La fermeture des frontières, plusieurs fois prolongée, est maintenue au minimum jusqu'au 31 janvier. Un calvaire pour ces ressortissants marocains, sans emploi, sans revenus, et sans perspectives claires de retour au domicile. "Ils sont plus qu'abattus, ils souhaitent regagner leur famille" , témoigne Ange Maestrini, producteur de clémentines à Antisanti.
Lui accueille chaque année plusieurs dizaines d'ouvriers agricoles marocains, pour des contrats s'étalant de deux à six mois. Aujourd'hui, ils sont 19 sur son exploitation à être "bloqués en Corse". "Ils sont un peu en colère, surtout contre les autorités marocaines, parce qu'ils voient bien que nous, de notre côté, on fait tout notre possible pour essayer de les ramener chez eux", soupire le producteur.
Une situation "transitoire" plutôt qu'irrégulière
À la préfecture de Haute-Corse, on l'assure : le dossier est suivi et étudié très sérieusement. "Nous avions prévu deux vols pour les acheminer : un premier le 11 janvier, qui n'a pas pu partir, et un second le 19 janvier", qui n'est pas encore assuré, indique François Ravier, préfet de Haute-Corse.
En l'attente, presse donc la question du statut juridique de ces personnes. Le représentant de l'Etat est catégorique : leur situation est "transitoire" et non pas irrégulière : "dès que nous avons appris que le premier vol ne serait pas possible, une procédure nationale a été travaillée et concertée, pour que ces saisonniers qui ne peuvent pas rentrer chez eux puissent bénéficier d'une autorisation provisoire de séjour (APS)."

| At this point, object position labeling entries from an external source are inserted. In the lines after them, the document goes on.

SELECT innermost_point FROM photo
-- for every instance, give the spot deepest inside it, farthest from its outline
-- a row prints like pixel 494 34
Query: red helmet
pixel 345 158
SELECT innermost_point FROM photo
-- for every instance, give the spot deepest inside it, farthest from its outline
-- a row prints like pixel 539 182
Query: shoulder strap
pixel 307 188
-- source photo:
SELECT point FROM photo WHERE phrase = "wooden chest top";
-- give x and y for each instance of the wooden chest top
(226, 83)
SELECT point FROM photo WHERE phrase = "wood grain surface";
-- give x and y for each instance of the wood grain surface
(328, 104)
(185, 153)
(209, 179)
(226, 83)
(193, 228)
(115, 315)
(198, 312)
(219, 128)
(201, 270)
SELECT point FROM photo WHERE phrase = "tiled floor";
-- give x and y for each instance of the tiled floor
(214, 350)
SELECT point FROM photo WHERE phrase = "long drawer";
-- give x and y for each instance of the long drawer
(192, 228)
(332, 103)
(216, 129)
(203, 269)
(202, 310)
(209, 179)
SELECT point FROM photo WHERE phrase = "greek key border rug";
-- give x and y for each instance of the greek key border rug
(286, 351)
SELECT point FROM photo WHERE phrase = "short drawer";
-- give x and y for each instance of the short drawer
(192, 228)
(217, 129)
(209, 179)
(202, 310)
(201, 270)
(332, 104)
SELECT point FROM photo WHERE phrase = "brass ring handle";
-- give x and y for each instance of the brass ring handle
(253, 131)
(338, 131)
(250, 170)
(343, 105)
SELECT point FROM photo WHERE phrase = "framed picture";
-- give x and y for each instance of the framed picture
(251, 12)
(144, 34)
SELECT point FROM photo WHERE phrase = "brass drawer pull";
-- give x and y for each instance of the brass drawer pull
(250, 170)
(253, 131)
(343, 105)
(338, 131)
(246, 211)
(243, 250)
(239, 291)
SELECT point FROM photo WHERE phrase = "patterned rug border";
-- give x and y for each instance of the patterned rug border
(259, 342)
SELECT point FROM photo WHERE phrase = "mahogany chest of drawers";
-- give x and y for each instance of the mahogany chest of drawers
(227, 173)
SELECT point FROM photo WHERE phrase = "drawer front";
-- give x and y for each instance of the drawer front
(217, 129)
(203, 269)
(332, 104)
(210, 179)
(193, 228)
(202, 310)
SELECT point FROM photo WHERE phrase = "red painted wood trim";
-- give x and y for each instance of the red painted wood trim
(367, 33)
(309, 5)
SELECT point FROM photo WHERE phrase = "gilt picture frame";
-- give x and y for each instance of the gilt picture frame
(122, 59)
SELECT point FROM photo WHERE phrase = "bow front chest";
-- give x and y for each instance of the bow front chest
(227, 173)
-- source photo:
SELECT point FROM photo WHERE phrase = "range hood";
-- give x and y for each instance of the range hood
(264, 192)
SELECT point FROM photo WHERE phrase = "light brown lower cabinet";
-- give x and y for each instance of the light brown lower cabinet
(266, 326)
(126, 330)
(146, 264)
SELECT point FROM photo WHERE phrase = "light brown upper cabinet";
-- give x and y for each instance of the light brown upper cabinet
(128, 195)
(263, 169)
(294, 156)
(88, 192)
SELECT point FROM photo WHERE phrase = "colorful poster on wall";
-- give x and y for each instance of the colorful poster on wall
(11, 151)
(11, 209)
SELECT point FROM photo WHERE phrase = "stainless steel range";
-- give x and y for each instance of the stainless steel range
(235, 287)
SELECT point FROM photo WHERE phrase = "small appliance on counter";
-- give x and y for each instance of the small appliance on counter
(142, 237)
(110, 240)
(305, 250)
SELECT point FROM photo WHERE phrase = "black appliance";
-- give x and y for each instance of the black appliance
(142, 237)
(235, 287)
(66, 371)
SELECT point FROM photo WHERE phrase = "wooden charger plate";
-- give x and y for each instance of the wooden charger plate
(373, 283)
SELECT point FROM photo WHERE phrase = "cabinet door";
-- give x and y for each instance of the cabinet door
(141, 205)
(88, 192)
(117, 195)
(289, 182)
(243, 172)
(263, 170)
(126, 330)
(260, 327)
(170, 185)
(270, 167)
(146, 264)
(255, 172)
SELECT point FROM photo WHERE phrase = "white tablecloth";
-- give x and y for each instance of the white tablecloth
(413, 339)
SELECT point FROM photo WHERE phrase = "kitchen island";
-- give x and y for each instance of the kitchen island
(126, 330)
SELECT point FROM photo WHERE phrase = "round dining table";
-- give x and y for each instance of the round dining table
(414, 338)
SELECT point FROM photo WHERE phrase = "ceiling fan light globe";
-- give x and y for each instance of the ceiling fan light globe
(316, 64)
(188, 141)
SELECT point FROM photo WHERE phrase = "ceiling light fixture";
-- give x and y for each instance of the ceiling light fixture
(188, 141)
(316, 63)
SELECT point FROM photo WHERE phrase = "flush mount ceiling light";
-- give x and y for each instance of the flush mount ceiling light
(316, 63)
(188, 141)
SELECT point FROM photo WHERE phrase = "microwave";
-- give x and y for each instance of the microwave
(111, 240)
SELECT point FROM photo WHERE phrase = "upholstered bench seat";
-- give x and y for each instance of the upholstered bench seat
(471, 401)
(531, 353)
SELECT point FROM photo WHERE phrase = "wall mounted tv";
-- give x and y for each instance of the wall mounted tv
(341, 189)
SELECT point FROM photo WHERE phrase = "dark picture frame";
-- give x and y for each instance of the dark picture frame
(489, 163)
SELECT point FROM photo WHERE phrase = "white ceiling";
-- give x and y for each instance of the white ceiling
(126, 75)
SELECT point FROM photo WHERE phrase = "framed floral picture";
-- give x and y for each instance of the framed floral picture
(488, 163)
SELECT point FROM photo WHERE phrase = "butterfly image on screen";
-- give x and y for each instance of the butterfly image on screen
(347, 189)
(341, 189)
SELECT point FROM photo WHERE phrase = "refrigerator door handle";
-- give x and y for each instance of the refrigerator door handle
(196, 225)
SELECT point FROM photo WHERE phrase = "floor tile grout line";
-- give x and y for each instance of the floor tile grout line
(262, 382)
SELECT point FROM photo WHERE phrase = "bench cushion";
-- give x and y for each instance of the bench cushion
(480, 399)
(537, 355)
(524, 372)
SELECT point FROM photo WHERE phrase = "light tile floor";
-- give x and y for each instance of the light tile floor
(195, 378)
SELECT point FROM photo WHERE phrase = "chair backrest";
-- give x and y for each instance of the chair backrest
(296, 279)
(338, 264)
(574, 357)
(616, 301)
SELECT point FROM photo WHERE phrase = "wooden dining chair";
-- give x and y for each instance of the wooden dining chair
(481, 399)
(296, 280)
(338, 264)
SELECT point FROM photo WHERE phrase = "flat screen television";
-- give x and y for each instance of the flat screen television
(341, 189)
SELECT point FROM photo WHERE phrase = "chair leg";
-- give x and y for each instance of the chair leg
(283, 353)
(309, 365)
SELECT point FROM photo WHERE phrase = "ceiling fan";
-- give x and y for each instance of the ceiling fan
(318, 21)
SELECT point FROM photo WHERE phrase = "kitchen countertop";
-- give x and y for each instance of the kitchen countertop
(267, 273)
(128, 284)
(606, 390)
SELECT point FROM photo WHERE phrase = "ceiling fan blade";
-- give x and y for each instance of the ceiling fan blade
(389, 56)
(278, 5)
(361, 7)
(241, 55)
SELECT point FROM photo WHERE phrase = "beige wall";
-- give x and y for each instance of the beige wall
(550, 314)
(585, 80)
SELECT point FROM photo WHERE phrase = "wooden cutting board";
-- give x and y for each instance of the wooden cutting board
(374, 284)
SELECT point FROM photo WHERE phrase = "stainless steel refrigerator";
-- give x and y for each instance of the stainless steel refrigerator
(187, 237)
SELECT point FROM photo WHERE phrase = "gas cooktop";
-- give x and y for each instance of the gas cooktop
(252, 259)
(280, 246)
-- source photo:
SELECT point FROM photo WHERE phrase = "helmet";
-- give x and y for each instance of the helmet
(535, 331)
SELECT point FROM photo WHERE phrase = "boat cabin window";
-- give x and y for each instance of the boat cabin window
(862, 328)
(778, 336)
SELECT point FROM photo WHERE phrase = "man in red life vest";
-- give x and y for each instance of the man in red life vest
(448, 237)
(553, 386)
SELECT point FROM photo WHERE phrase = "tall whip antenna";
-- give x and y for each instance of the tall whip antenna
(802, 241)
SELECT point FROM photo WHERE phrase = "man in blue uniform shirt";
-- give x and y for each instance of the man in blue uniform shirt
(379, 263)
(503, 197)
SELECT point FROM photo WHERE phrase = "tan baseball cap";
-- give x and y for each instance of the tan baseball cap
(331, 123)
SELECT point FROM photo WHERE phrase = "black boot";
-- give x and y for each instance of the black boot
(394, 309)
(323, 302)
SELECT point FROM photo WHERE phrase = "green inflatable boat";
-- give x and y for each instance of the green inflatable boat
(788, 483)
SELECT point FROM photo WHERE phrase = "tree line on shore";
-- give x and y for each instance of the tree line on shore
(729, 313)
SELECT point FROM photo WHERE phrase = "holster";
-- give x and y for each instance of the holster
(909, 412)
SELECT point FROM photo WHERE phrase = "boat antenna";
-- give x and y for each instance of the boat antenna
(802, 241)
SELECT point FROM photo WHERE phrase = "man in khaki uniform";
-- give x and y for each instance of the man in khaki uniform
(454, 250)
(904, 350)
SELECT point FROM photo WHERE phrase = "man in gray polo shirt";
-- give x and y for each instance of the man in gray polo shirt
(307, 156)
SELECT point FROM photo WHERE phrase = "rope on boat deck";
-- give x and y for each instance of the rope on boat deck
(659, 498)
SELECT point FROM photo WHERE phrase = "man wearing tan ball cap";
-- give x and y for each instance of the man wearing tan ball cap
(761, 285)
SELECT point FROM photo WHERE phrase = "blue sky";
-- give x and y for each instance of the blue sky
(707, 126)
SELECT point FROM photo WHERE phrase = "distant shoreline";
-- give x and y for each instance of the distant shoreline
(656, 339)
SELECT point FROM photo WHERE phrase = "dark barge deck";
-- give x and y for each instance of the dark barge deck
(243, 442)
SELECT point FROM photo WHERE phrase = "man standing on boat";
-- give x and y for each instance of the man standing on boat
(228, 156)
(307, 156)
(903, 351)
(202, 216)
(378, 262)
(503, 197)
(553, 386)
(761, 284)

Une autorisation qui pourra, au cas par cas, être assortie d'une autorisation de travail, après étude des besoins remontés par les filières, indique le préfet.
L'hébergement assuré par les producteurs
Reste la question, centrale, de l'hébergement de ces ouvriers. "Aujourd'hui, les producteurs ne sont plus dans l'obligation d'héberger ces personnes. Mais selon les échanges que j'ai pu avoir avec eux, ils vont continuer à le faire en attendant que l'on trouve une solution", assure François Ravier.
"C'est la moindre des choses, abonde Ange Maestrini. Au sein de son exploitation, les 19 ouvriers en attente de retour sont logés "dans les mêmes conditions que pendant leur période de travail. Nous prenons tout en charge : l'eau, l'électricité, le chauffage. Et en ce qui concerne la nourriture, si on s'aperçoit que la situation dure encore un peu trop longtemps, nous allons être obligés de leur donner une prime exceptionnelle, de manière à ce que cela n'impacte pas le salaire", récolté au cours de leur contrat.
Ouvriers, producteurs et préfecture espèrent tous une résolution rapide de la situation. Sollicité, le consulat du Maroc n'a pas pu être contacté. La question du départ effectif de l'avion à destination du Maroc, pour acheminer une partie des travailleurs saisonniers, demain, 19 janvier, reste, elle, à cette heure en suspens.